The hospital being a government public hospital could not provide free cancer chemotherapy treatment. The patient in question was in no position to buy these drugs from her resources as she was financially challenged. The chief seemed to have sensed this. As he had done with many of his patients in the past, he anonymously arranged for the costly drugs from his personal resources. He had clearly instructed the chief-resident through whom the chemotherapy was arranged, not to reveal this to anybody. In his exuberance it seemed the chief resident had told the patient from where the money for her treatment had come. However other consultants and junior doctors were oblivious of this. Apparently the husband and wife were very thankful and had discussed their relief amongst each other in presence of this small child. Their child was sensitive enough to sense that it was the “big” doctor (the chief) who had done “something” for its mother. The happiness of the parents was sensed by the child. The brilliant chief had picked this up.

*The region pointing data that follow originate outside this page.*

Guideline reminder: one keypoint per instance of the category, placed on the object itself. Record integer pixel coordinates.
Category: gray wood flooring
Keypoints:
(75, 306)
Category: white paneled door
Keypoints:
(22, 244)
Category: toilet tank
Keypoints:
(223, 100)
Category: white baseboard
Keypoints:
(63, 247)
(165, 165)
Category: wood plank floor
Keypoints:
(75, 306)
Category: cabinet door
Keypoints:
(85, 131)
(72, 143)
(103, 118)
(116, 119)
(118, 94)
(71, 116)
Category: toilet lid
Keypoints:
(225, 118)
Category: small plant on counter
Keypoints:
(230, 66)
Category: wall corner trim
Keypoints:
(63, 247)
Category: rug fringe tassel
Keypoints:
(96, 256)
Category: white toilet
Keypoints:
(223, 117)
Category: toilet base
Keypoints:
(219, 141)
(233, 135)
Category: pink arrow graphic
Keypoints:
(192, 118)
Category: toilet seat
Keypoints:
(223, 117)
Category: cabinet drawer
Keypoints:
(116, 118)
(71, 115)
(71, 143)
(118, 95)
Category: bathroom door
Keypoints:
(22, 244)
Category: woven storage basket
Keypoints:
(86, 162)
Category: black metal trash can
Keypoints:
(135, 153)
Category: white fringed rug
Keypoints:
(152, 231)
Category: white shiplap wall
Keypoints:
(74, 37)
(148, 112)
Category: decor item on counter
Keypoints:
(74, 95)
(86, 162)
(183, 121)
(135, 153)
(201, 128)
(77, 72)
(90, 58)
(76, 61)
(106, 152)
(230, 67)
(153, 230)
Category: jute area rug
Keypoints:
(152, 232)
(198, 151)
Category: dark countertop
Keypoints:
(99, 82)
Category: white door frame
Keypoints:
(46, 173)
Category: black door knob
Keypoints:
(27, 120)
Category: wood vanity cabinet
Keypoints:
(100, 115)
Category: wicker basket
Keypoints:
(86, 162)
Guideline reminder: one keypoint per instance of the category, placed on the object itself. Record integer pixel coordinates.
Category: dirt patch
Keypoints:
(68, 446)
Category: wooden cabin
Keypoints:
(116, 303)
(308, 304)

The chief told his assistants and students, “When the child is trying to reach me and make some physical contact all that it is doing is telling a thank you. It doesn't have words. It is not erudite enough to speak. But it has a sensitive heart”. The child was making attempts to reach this man who gave happiness to its parents. Little did it know what that happiness was. It knew no language but the language of touch. So it was trying to touch the chief. “Her child is simply telling us Thank You. Just listen to the unspoken words of the child. Just feel the words in the touch of the child. It is saying….Thank you!”